The bismuthene homostructure realized in this work provides a novel paradigm that twisted stacking mode with the decoupled interlayer interactions can help to preserve the intrinsic topological property in a single layer bismuthene. It also proposes a new prototype to controllably tailor the topological edge states for quantum device applications.
This study entitled “The Effect of Moiré Superstructures on Topological Edge States in Twisted Bismuthene Homojunctions” was published in Science Advances on 3 June 2020.
This work was supported by the National Science Foundation, the Ministry of Science and Technology of China, the Chinese Academy of Sciences, the Beijing Natural Science Foundation and the NRF of Singapore.
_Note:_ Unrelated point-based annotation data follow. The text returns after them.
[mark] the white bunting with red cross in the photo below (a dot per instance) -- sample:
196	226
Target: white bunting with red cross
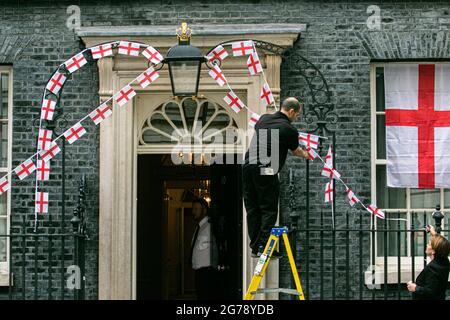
253	64
124	95
152	55
312	154
308	140
129	48
4	185
41	202
329	192
43	170
219	53
101	51
217	75
24	169
266	95
352	199
75	63
253	120
100	113
147	77
56	82
74	133
44	139
242	48
233	101
48	109
46	155
377	212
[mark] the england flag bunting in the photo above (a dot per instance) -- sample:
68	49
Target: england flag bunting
242	48
101	51
352	199
124	95
217	75
46	155
56	82
24	169
253	120
43	170
329	192
147	77
44	139
152	55
75	63
48	109
4	185
266	95
41	202
377	212
74	133
233	101
129	48
308	140
253	64
218	53
100	113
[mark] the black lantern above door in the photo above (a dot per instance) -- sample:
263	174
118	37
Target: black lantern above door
184	63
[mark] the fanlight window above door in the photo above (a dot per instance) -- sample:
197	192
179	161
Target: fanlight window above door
189	121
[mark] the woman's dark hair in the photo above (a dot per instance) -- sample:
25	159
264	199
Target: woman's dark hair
202	202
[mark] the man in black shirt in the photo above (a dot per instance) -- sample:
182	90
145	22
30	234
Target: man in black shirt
274	135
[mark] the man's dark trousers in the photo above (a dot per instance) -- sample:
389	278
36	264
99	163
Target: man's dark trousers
261	193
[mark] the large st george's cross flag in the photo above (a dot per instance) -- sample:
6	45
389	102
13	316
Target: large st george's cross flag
417	102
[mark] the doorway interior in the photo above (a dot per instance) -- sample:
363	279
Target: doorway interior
165	226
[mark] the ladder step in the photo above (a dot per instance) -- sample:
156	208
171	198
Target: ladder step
277	290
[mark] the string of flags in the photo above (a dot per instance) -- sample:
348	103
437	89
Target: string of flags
48	148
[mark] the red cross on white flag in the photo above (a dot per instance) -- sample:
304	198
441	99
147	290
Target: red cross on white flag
75	63
129	48
312	154
44	139
217	75
124	95
266	95
352	199
253	120
41	202
417	107
46	155
377	212
242	48
4	185
147	77
74	133
100	113
101	51
152	55
219	53
308	140
24	169
43	170
329	192
48	109
233	101
56	82
253	64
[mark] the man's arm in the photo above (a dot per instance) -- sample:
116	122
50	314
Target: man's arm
300	152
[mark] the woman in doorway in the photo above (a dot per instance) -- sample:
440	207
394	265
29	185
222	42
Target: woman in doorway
431	283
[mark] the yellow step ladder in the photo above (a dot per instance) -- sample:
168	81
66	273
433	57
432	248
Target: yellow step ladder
263	263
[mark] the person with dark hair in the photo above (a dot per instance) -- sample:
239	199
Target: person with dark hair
274	136
203	257
431	283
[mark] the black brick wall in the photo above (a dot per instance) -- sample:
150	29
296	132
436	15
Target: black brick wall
35	39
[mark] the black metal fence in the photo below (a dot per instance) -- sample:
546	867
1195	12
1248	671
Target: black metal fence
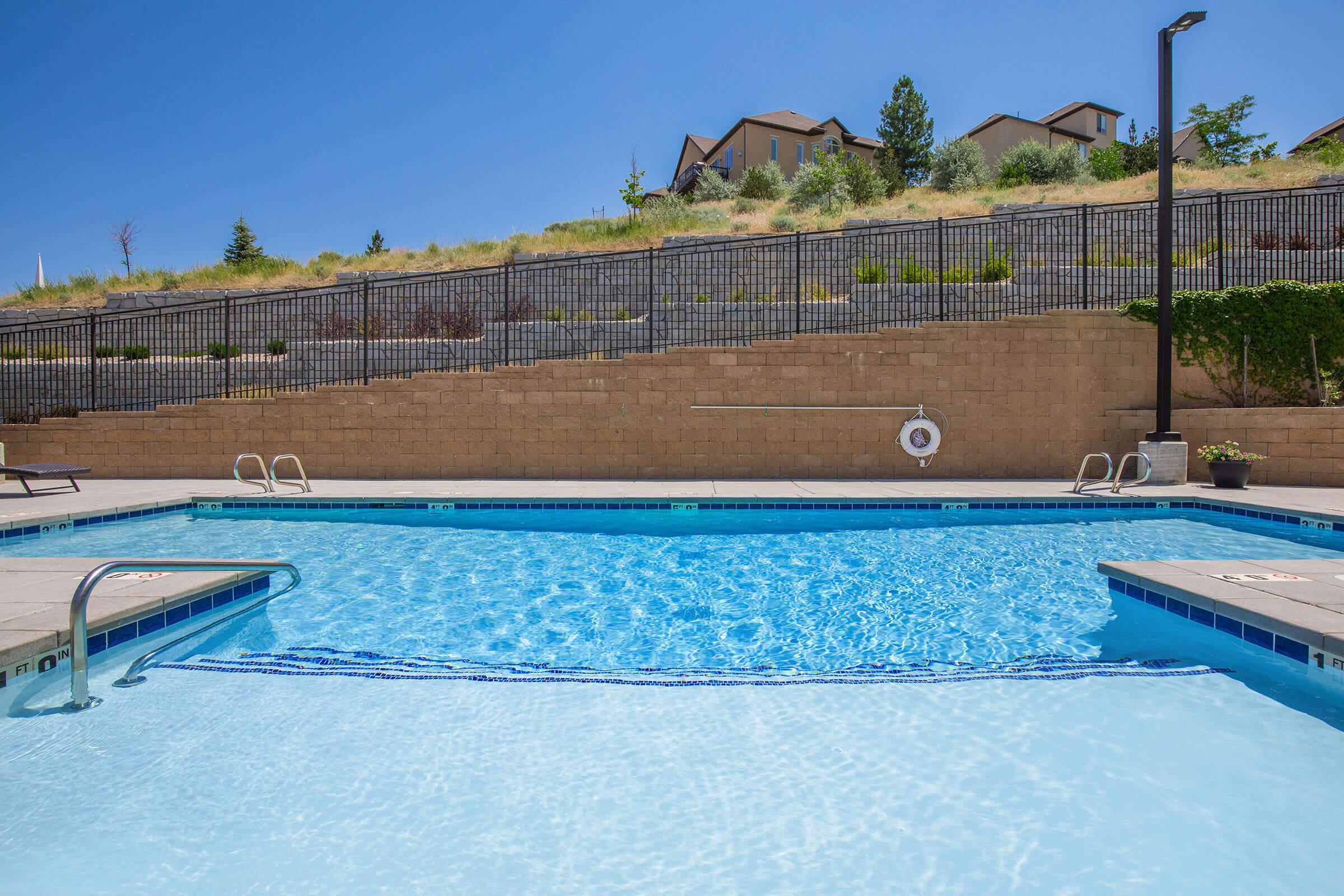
696	292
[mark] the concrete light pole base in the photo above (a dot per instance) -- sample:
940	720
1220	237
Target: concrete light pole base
1170	461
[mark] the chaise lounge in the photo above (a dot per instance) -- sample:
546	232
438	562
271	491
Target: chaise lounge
46	472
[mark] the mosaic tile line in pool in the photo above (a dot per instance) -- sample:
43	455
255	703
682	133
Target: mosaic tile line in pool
1235	628
1275	515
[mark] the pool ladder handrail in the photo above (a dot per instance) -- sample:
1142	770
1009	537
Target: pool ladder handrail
303	487
80	696
1079	480
1148	470
267	484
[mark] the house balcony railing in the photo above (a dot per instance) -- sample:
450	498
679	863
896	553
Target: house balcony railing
687	178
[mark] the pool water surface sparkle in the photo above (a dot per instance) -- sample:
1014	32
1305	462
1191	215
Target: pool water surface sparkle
838	702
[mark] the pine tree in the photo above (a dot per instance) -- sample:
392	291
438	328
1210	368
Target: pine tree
242	249
906	133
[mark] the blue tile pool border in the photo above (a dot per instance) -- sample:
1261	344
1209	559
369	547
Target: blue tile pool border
1238	629
29	530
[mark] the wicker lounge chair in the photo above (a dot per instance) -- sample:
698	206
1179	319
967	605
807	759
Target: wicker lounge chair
46	472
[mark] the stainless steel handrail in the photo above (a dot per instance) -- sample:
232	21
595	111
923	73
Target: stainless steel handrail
264	487
1120	468
80	698
303	487
1082	468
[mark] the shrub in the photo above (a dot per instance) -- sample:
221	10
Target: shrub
820	184
870	272
864	182
711	187
1280	318
959	164
998	268
764	182
221	351
1027	163
519	309
1109	163
916	273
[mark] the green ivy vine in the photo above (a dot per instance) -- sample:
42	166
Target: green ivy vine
1280	318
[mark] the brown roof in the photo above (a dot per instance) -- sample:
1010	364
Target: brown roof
1074	106
1319	133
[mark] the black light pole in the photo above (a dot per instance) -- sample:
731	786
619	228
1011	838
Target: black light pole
1164	226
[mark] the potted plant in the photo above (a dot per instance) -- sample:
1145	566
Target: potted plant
1229	465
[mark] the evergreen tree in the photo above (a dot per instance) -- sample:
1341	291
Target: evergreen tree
242	249
906	133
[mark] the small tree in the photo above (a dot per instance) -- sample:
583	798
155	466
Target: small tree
959	164
1225	143
242	249
906	133
125	234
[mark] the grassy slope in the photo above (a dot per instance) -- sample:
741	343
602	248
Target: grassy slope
88	291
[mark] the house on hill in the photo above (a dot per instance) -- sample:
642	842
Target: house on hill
784	137
1089	125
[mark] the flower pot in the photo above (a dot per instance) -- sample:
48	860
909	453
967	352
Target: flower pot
1230	474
Fig. 1. The topographic images (A,C,D) and schematic (B) of bismuthene/BP-Bi homostructure.
Fig. 2. DFT calculations of bismuthene/BP-Bi moiré superstructure (A, B) and corresponding interlayer parameters (C). STM (D) and qplus AFM image (E) of the same structure as shown in (B). Experiment measurements of surface buckling (F) and the comparison with theoretical results (C).
Fig. 3. STS of three different stacking sites in a superlattice (A) and line STS along a superlattice strip (B). The STM image (C) of a bismuthene homostructure and corresponding dI/dV mapping at the same area (D).
Institute of Physics
2D topological insulator; bismuthene; edge state; moiré pattern
The growth of bismuth homostructure consisting of monolayer bismuthene and single layer black-phosphorus-like Bi on the HOPG surface is successfully realized. The moiré superstructures with twist angles in the bismuth homostructure and the modulation of topological edge states of bismuthene were observed.